Seven years ago, Oceanographer Juan Gonzales had adopted the thirty-seven meter long research vessel James Cook II as his home. He knew the quirks of all the lab equipment as if they were his own children. He loved the North Atlantic, the taste of salt in the air, the cold spray on his face, the gentle rocking of the ship … well, not always gentle. Most of all he loved the life teeming within the ocean. To most people the oceans were barriers, voids where land ceased, interruptions of life. Juan knew better. If anything it was the other way around, but the moment his sensors indicated the nature of the meteor impact, he knew his ocean had changed forever.

“As far as I can tell,” he reported his findings to JPL via a satellite phone, “we’re dealing with diseased plankton.”

“Diseased?” John asked. “What, like a virus or something?”

“It’s not like the plankton has an immune system, you know? They’re just not acting right.” Two of Juan’s curious college interns, who should have been busy taking samples if it had remained a normal day, stood listening behind him.

“Then how do you know it’s diseased?”

Juan glanced over his shoulder at the interns who shook their heads, dumbfounded. “They’re converting oxygen into carbon monoxide at an accelerated rate. Don’t ask me how. I won’t know until I look at them under a transmission electron microscope, but we don’t have much time to waste.”

“What do you mean?” Dipesh asked.

“We got a real problem here. The fish, they’re dying. We’re reading oxygen depletion down to 300 meters, and it’s spreading.”

“Any growth rate estimates?”

“Eh.” Juan rubbed his forehead. “Based upon the initial contamination size, I’d say fourteen square kilometers since impact. Madre de Dios, I haven’t seen anything like this before in my life.”

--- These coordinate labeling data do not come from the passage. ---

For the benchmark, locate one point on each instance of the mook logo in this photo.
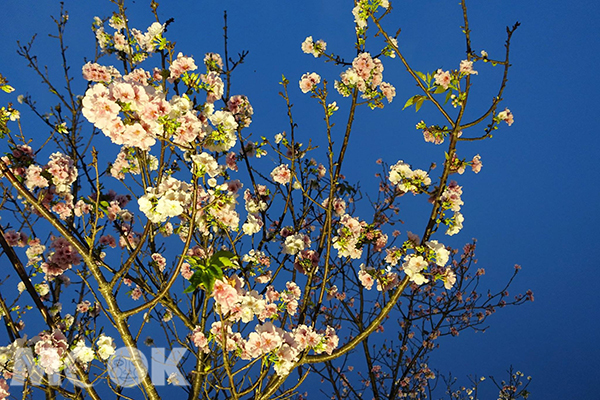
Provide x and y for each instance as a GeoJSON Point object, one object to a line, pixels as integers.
{"type": "Point", "coordinates": [126, 367]}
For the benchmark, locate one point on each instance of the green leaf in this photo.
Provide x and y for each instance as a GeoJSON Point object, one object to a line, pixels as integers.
{"type": "Point", "coordinates": [419, 103]}
{"type": "Point", "coordinates": [448, 96]}
{"type": "Point", "coordinates": [195, 281]}
{"type": "Point", "coordinates": [409, 102]}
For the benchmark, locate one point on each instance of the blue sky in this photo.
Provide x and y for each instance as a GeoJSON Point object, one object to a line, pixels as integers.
{"type": "Point", "coordinates": [535, 203]}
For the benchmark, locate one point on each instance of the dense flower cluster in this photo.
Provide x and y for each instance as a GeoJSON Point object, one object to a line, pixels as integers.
{"type": "Point", "coordinates": [408, 180]}
{"type": "Point", "coordinates": [309, 81]}
{"type": "Point", "coordinates": [348, 240]}
{"type": "Point", "coordinates": [62, 257]}
{"type": "Point", "coordinates": [366, 75]}
{"type": "Point", "coordinates": [451, 200]}
{"type": "Point", "coordinates": [283, 348]}
{"type": "Point", "coordinates": [315, 48]}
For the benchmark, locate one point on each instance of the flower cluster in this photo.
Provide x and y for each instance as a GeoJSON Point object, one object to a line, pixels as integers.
{"type": "Point", "coordinates": [348, 242]}
{"type": "Point", "coordinates": [309, 81]}
{"type": "Point", "coordinates": [315, 48]}
{"type": "Point", "coordinates": [241, 109]}
{"type": "Point", "coordinates": [134, 43]}
{"type": "Point", "coordinates": [167, 200]}
{"type": "Point", "coordinates": [51, 348]}
{"type": "Point", "coordinates": [507, 116]}
{"type": "Point", "coordinates": [451, 200]}
{"type": "Point", "coordinates": [407, 180]}
{"type": "Point", "coordinates": [62, 257]}
{"type": "Point", "coordinates": [234, 303]}
{"type": "Point", "coordinates": [366, 75]}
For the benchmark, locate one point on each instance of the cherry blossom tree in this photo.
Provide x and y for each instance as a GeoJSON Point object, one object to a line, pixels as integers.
{"type": "Point", "coordinates": [248, 276]}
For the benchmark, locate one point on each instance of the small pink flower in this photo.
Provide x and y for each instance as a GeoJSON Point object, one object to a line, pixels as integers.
{"type": "Point", "coordinates": [136, 294]}
{"type": "Point", "coordinates": [309, 81]}
{"type": "Point", "coordinates": [281, 174]}
{"type": "Point", "coordinates": [442, 78]}
{"type": "Point", "coordinates": [507, 116]}
{"type": "Point", "coordinates": [476, 164]}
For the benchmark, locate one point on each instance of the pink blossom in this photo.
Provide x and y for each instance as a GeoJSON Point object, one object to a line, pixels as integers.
{"type": "Point", "coordinates": [15, 239]}
{"type": "Point", "coordinates": [225, 296]}
{"type": "Point", "coordinates": [181, 65]}
{"type": "Point", "coordinates": [4, 393]}
{"type": "Point", "coordinates": [476, 164]}
{"type": "Point", "coordinates": [466, 67]}
{"type": "Point", "coordinates": [507, 116]}
{"type": "Point", "coordinates": [365, 278]}
{"type": "Point", "coordinates": [309, 81]}
{"type": "Point", "coordinates": [83, 307]}
{"type": "Point", "coordinates": [215, 86]}
{"type": "Point", "coordinates": [98, 73]}
{"type": "Point", "coordinates": [199, 339]}
{"type": "Point", "coordinates": [186, 271]}
{"type": "Point", "coordinates": [108, 240]}
{"type": "Point", "coordinates": [281, 174]}
{"type": "Point", "coordinates": [136, 294]}
{"type": "Point", "coordinates": [160, 261]}
{"type": "Point", "coordinates": [442, 78]}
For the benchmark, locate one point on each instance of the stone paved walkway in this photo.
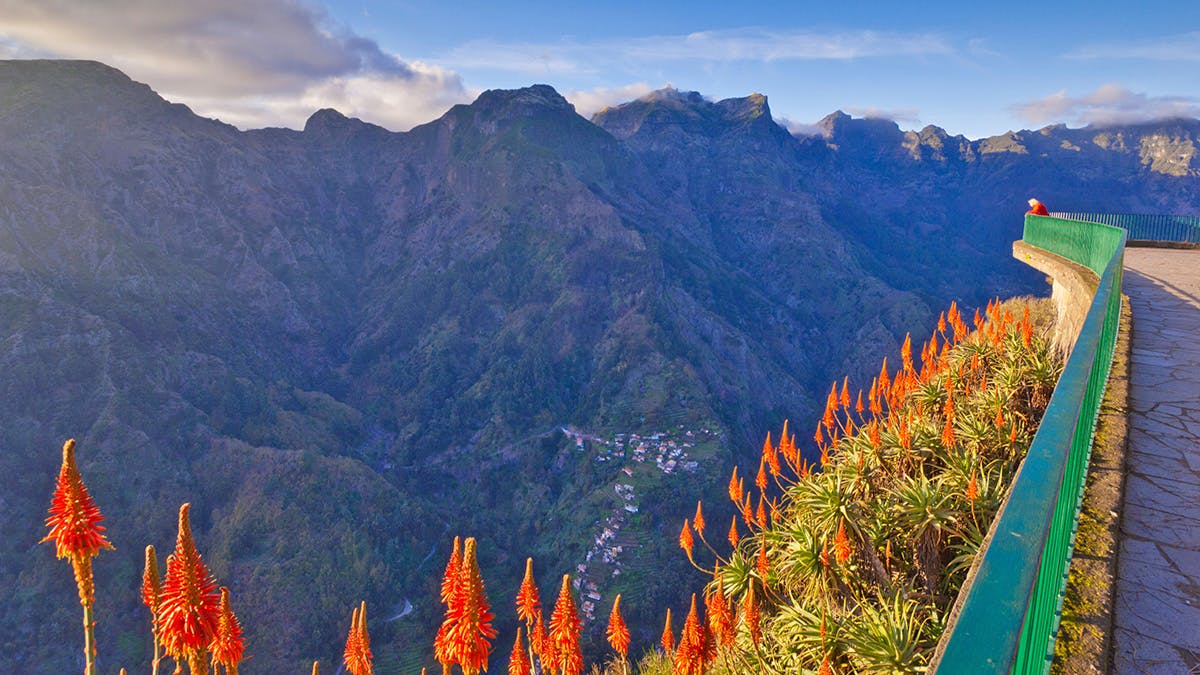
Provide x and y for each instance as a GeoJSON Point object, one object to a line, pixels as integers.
{"type": "Point", "coordinates": [1157, 620]}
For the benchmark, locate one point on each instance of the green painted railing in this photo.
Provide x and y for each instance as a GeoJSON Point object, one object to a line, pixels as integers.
{"type": "Point", "coordinates": [1140, 227]}
{"type": "Point", "coordinates": [1009, 615]}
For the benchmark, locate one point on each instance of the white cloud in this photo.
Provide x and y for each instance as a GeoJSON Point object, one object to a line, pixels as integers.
{"type": "Point", "coordinates": [714, 46]}
{"type": "Point", "coordinates": [1181, 47]}
{"type": "Point", "coordinates": [910, 117]}
{"type": "Point", "coordinates": [594, 100]}
{"type": "Point", "coordinates": [802, 129]}
{"type": "Point", "coordinates": [1111, 103]}
{"type": "Point", "coordinates": [263, 63]}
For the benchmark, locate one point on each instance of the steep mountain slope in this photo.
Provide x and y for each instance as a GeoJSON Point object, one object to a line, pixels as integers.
{"type": "Point", "coordinates": [346, 345]}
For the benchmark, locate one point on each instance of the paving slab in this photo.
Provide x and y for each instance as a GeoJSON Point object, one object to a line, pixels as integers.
{"type": "Point", "coordinates": [1157, 613]}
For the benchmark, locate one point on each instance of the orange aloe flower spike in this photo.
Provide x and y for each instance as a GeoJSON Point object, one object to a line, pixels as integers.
{"type": "Point", "coordinates": [720, 616]}
{"type": "Point", "coordinates": [358, 655]}
{"type": "Point", "coordinates": [190, 605]}
{"type": "Point", "coordinates": [685, 541]}
{"type": "Point", "coordinates": [667, 639]}
{"type": "Point", "coordinates": [564, 632]}
{"type": "Point", "coordinates": [841, 548]}
{"type": "Point", "coordinates": [617, 632]}
{"type": "Point", "coordinates": [519, 661]}
{"type": "Point", "coordinates": [228, 644]}
{"type": "Point", "coordinates": [690, 653]}
{"type": "Point", "coordinates": [540, 640]}
{"type": "Point", "coordinates": [528, 601]}
{"type": "Point", "coordinates": [75, 523]}
{"type": "Point", "coordinates": [469, 616]}
{"type": "Point", "coordinates": [151, 583]}
{"type": "Point", "coordinates": [762, 566]}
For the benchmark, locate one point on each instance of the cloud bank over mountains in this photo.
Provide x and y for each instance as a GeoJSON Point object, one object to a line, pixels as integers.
{"type": "Point", "coordinates": [273, 63]}
{"type": "Point", "coordinates": [1109, 105]}
{"type": "Point", "coordinates": [269, 63]}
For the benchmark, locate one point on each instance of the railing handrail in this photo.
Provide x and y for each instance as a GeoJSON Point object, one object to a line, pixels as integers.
{"type": "Point", "coordinates": [1145, 227]}
{"type": "Point", "coordinates": [1011, 610]}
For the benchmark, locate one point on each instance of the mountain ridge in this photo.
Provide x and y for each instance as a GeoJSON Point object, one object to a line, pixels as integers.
{"type": "Point", "coordinates": [277, 324]}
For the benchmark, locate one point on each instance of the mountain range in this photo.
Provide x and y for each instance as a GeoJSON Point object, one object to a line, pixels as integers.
{"type": "Point", "coordinates": [345, 345]}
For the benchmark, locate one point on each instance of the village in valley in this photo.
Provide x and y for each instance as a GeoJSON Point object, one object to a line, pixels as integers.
{"type": "Point", "coordinates": [660, 453]}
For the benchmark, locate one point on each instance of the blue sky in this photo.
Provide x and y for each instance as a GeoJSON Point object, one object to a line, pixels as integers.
{"type": "Point", "coordinates": [971, 67]}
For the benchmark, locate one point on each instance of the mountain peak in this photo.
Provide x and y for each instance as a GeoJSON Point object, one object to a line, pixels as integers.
{"type": "Point", "coordinates": [538, 96]}
{"type": "Point", "coordinates": [747, 108]}
{"type": "Point", "coordinates": [325, 119]}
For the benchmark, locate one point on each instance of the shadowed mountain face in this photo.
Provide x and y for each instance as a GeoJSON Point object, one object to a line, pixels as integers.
{"type": "Point", "coordinates": [346, 345]}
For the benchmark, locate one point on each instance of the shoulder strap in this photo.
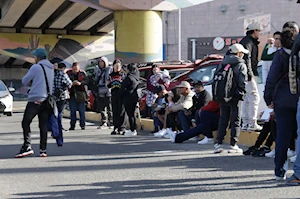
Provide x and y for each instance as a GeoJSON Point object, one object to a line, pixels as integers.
{"type": "Point", "coordinates": [47, 85]}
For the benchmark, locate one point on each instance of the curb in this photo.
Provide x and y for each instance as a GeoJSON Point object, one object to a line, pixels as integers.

“Were you able to get close enough to ground zero to collect trace elements?”

“No, and I wouldn’t be able to now. I’ve called the Coast Guard and they said they’re going to widen the quarantine area.” He heard a sigh on the other end. “They’re sending helicopters to evacuate our ship.”

“Helicopters?” Irene asked.

“Yes, they say we might spread the organism. It might be on our hull.” He thought of all the memories he would be leaving behind and the possibility of never seeing her again. How could this happen so quickly? “Hey, what was on that rock, anyway?”

“We don’t know.”

Russian Forrest, 74 km Northwest of Vologda

Ukrainian Astrophysicist Feodor Dubovik clung to his hood, fighting the wind. Two more helicopters were landing, bringing the latest United Nations Task Force technicians to the crash site. He headed for one of the Task Force tents set up for microscopic analysis. He took care walking down the new, narrow path though the forest. Someone had loaned him a flashlight, and the beam danced before him.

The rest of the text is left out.